L'écrivain Oliver Sacks annonce qu'il souffre d'un cancer en phase terminale

Par @Culturebox
Mis à jour le 19/02/2015 à 17H51, publié le 19/02/2015 à 17H49
L'écrivain et neurologue britannique Oliver Sacks en 2005.

L'écrivain et neurologue britannique Oliver Sacks en 2005.

© Johnathon Henninger/AP/SIPA

L'écrivain et neurologue britannique Oliver Sacks, auteur du best-seller mondial "L'homme qui prenait sa femme pour un chapeau", a révélé jeudi dans une tribune bouleversante au New York Times qu'il souffrait d'un cancer en phase terminale.

Désormais "face à la mort"

"Il y a un mois, je me sentais en bonne santé, en très bonne santé, même", écrit le médecin âgé de 81 ans dans une tribune publiée par le quotidien américain. "Mais ma chance a tourné. Il y a quelques semaines, j'ai appris que les métastases s'étaient multipliées dans mon foie", poursuit-il.

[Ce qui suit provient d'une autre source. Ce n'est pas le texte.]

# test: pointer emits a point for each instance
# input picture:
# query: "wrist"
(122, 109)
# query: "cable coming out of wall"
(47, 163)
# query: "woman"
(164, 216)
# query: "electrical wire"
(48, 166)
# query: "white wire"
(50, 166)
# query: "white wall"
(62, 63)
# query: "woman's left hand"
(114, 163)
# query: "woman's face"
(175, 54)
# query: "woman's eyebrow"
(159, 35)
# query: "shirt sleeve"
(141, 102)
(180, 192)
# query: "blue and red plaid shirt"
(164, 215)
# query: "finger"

Il y a neuf ans, Oliver Sacks avait été soigné pour une forme rare de mélanome qui lui avait fait perdre l'usage d'un oeil. Il a récemment appris qu'il faisait partie des "2% de patients malchanceux" chez qui ce type de cancer s'est étendu.

"Je suis reconnaissant d'avoir pu vivre neuf ans de bonne santé et de productivité depuis que le diagnostic a été établi, mais maitenant je vois la mort en face", explique-t-il. "Je dois maintenant choisir comment vivre les mois qu'il me reste. Je veux vivre de la façon la plus riche, la plus profonde, la plus prolifique qui soit", assure-t-il.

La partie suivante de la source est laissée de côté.